- Business owners should develop an exit strategy years before they want or need to sell.
- A professional valuation is the foundation of your plan to sell your business.
- Consider whether you have an internal successor or if you'll need to find outside buyers.
- Consult with your tax and financial advisors on managing the proceeds from the sale.
When you’ve spent years running a business, it can be difficult to take a step back and view that company in the context of your overall financial plan. But all business owners will have to step aside someday—whether by choice or by necessity. At that point, you’ll want to ensure that you and your family receive the maximum benefit from your years of hard work.
"To realize the full value of this asset, you have to do some advanced planning around your own retirement needs and the legacy you want to leave," says Nathaniel Arnett, Director, Advanced Planning at Fidelity Investments.
Many business owners put off this kind of planning. In fact, one survey found that only 17% of business owners had an exit plan in place.1 But it’s critical to think through your options years before you want or need to walk away so you put the pieces in place for your preferred exit strategy.
Here are 6 suggestions to help you start planning for the eventual sale of your business—and for what comes next.
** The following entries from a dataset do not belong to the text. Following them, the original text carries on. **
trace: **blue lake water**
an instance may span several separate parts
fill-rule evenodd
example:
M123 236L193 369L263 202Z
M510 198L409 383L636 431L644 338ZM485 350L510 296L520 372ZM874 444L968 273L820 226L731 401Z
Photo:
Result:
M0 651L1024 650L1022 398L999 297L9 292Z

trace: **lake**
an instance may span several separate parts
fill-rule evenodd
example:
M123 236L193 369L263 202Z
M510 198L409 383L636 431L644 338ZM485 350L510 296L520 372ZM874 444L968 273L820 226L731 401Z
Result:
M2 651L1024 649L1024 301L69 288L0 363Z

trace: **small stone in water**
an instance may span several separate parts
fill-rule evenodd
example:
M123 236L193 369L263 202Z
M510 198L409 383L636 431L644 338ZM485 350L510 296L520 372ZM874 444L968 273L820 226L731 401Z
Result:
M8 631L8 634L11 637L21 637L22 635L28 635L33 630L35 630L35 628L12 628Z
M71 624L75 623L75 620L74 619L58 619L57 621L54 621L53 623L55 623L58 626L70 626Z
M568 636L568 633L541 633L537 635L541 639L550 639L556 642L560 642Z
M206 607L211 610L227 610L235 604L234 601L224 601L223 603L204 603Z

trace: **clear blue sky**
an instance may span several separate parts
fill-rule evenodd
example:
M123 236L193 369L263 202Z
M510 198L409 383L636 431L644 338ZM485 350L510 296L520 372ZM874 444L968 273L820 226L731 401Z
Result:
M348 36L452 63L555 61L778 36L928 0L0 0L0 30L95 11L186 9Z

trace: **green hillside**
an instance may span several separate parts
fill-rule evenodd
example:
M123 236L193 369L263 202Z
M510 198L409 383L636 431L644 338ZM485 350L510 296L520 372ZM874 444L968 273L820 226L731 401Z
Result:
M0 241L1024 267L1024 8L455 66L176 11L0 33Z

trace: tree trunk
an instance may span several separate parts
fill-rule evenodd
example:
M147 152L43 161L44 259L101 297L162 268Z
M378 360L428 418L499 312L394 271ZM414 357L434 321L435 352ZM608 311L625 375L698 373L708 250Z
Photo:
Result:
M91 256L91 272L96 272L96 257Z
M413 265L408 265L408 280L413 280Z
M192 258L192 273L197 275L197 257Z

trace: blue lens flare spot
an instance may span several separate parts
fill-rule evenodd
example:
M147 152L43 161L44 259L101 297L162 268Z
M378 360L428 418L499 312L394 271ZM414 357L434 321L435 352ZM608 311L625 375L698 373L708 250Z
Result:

Get realistic about your company’s value
Business owners are often surprised by what their businesses are really worth. Some underestimate how much a buyer may be willing to pay for a turn-key operation with consistent revenue, like a successful vehicle service/repair shop, says Arnett. But many overestimate their company’s value, particularly professional services firms that are tied closely to the founder’s skills and client relationships.
That’s why the first step in any planning is to get an independent business appraisal. Look for professionals with accreditations such as:
- Certified Business Appraiser (CBA) from the Institute of Business Appraisers
- Accredited in Business Valuation (ABV) from the American Institute of Certified Public Accountants
Having a realistic estimate of your company’s value helps you determine if it’s enough to support your retirement needs and legacy goals. If the value is lower than you expected, you can develop strategies to grow the business to help boost its valuation before you sell, focus on building assets in other areas, such as your retirement accounts, or reduce expenses so you can save more.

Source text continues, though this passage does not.